Des usagers du RER D des branches Malesherbes et Val-de-Seine déplorent l’allongement de leur parcours, bien que la ponctualité de cette ligne ait connu une amélioration.
Les usagers du RER D en Essonne regrettent l’allongement de leur parcours.

 

Des usagers déstabilisés

Dimanche dernier, une nouvelle organisation  a été mise en place pour la ligne D du RER, avec une correspondance obligatoire à Juvisy pour les passagers des branches Malesherbes et Val-de-Seine. Mais du côté des 15 000 usagers concernés, ce changement engendre un autre souci : un allongement du parcours,  bien que la ponctualité de celle-ci ait connu une amélioration.

Nombre d’entre eux ont ainsi exprimé leur insatisfaction, voire leur mécontentement. Et « ce n’est pas normal » ont-ils indiqué. Le maire de Ris, Stéphane Raffalli (PS),  a aussi fait remarquer qu’en gare de Juvisy, « Il y a au moins 7 à 8 minutes de changement dans le meilleur des cas ». De son côté, Nicolas Trotin, membre du collectif RER D coupé, constate la même pagaille : « Sur place, c’était vraiment le bordel : trains annulés, changements de quai à quai qui ne se faisaient pas… ».

 Quelles solutions ?

Face à cet allongement du parcours, certains ont choisi d’emprunter la ligne C du RER lors du changement à Juvisy. Bon nombre d’usagers qui avaient l’habitude d’aller directement à la gare de Lyon avec le RER D, préfèrent prendre le RER C. Ceci dit, les usagers de cette ligne se sentent de plus en plus vulnérables, en raison des incertitudes liées à ces désagréments.

De ce fait, de plus en plus d’usagers choisissent d’opter pour une autre solution plus pratique : Eden Transports, un service adapté aussi bien aux entreprises qu’aux particuliers. Il suffit de faire une réservation en ligne pour profiter des avantages de cette alternative de transport. Tout est pensé pour répondre aux attentes de chaque client, y compris les personnes à mobilité réduite.

Harcèlement dans le Métro : la victime a filmé son agresseur

Une jeune femme a filmé son harceleur qui l’a suivi dans le métro parisien. Partagée sur les réseaux sociaux, la vidéo a été visionnée plus de 1,3 million de fois. La RATP l’invite à porter plainte.  

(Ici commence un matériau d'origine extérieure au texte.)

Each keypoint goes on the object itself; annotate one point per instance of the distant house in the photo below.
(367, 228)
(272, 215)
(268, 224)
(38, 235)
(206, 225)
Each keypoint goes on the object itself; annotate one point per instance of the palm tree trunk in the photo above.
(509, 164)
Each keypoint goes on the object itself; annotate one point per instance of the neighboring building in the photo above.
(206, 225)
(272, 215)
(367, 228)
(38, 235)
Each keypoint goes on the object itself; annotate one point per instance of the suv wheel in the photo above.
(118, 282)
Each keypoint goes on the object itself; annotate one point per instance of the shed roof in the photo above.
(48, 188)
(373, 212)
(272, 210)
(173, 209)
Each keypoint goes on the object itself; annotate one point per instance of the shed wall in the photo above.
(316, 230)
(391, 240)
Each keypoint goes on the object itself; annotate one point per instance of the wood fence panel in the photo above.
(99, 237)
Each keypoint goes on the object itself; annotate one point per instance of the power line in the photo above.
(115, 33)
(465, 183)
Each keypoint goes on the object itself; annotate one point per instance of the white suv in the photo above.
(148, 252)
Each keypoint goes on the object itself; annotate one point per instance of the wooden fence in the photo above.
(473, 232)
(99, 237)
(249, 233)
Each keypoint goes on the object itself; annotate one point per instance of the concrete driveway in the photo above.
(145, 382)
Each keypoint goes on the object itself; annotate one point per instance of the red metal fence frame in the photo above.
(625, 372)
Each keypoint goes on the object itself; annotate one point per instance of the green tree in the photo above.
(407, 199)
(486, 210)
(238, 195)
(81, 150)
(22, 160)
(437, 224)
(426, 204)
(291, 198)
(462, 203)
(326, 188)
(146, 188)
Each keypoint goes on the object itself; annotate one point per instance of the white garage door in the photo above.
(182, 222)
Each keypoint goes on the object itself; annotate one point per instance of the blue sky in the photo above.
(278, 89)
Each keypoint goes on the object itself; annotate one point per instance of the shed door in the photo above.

Une jeune femme a filmé son harceleur qui l’a suivi dans le métro parisien. La RATP invite la victime à porter plainte contre l'agresseur.
Les agressions dans les transports sont encore une réalité à combattre en France.

 

Une réalité toujours à combattre

Le harcèlement sexuel dans les transports en commun fait malheureusement partie du quotidien des femmes jusqu’à présent. Le cas de Safiétou en est encore une autre preuve : le 12 décembre dernier, alors que Safiétou, âgée de 20 ans, se trouvait dans la ligne 7 du métro de Paris, l’homme assis en face d’elle a commencé à se toucher, tout en la regardant avec insistance.

Mais la victime a eu le réflexe de filmer en toute discrétion son harceleur pour ensuite publier la vidéo moins de 30 minutes après : elle l’a partagé sur Snapchat, puis sur Twitter, le témoignage sera vue de plus 1,3 million de fois  depuis sa publication : « Voilà mon quotidien dans les transports en commun, il ne se passe pas une semaine sans que ceci ne m’arrive et je n’exagère même pas. Pour une fois j’ai voulu filmer pour montrer à quel point c’est grave, » a-t-elle commenté en interpellant la RATP : « on voit son visage, j’espère que vous allez pouvoir faire quelque chose ».

Quelles solutions ?

Sur son compte twitter, la RATP a « condamné fermement cet acte inacceptable » et affirme que la compagnie a « pris contact avec la victime » pour l’inviter à porter plainte. La RATP a aussi tenu à rappeler qu’elle possède un numéro de téléphone d’urgence permettant aux usagers de signaler une agression dans les transports en commun où les risques de désagréments sont encore élevés.

Ainsi, au lieu d’insister à prendre les trains, les métros, les tramways ou les bus avec tous les risques que cela implique, pourquoi ne pas  recourir au service comme celui d’Eden Transports ? Avec ce service de VTC, tout est pensé pour apporter aux clients le haut niveau de sécurité et de confort qu’ils recherchent. Il suffit d’effectuer une réservation en ligne pour profiter de ses prestations.